F 2: A lot of wild herbs have slipped into obscurity these days. Most people no longer know how to use them in the kitchen and around the home. Yet in the past, many varieties of these herbs were bred. Take common chicory (Cichorium intybus) with its light blue flowers, which grows along the edges of fields. In the old days, it was a valued food plant. The endive, which provides slightly bitter salad leaves in winter, was bred from it. But it was also important as a medicinal plant, valued for its calming effect and as a remedy against lack of appetite.

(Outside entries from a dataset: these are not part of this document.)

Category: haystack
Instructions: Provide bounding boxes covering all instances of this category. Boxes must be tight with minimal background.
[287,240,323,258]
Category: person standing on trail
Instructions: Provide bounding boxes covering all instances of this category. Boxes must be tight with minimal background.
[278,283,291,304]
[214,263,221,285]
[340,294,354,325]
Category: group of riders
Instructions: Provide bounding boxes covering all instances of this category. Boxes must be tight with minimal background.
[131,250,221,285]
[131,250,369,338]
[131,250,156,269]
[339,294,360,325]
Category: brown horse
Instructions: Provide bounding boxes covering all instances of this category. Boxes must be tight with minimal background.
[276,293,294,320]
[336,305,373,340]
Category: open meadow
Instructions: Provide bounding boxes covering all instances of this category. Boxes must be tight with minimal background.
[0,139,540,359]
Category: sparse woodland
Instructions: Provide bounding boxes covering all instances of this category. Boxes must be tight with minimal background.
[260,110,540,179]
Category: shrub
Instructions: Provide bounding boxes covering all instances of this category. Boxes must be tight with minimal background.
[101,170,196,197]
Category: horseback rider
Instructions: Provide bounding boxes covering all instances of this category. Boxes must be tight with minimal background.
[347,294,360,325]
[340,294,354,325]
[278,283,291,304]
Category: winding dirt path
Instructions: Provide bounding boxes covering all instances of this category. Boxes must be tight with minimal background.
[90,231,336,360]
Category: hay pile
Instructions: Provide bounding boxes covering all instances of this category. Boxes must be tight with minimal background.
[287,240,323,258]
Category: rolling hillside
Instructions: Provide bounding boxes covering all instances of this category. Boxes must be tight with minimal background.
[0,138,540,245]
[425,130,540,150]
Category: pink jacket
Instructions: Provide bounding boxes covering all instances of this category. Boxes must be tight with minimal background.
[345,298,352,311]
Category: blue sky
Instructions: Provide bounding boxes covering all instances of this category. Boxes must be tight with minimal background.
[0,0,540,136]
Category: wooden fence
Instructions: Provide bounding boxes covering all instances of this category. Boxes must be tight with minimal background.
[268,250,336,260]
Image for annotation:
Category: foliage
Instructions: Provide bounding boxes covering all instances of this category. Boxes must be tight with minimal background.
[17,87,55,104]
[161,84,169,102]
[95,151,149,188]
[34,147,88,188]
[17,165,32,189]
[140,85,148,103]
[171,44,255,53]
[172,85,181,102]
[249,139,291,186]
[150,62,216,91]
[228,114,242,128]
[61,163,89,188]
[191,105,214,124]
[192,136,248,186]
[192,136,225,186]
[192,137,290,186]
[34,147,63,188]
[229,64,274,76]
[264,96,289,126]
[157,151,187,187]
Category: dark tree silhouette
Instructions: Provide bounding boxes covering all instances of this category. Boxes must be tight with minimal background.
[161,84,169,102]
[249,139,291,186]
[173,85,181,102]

Many a herb has vanished from our gardens, despite being tasty and easy to grow. The roots and leaves of the white flowering perennial pepperweed (lepidium latifolium), for instance, have a wide range of uses in the kitchen. As the name suggests, it has a peppery taste that’s reminiscent of pungent horseradish. It’s particularly delicious in herb butter, or added to curd cheese, and putting it in a green salad produces quite a taste explosion. Why not give it a try!

In medieval times, the popularity of perennial pepperweed was no doubt partly due to the fact that real peppercorns had to be imported from India and were rare and hence expensive. In Germany, there’s even a nickname for the wealthy traders who had a monopoly on Indian pepper. They were dubbed "Pfeffersäcke" – moneybags with extra pepper. So the perennial pepperweed is an example of how people in earlier centuries found canny solutions if they wanted their food to include a particular flavour.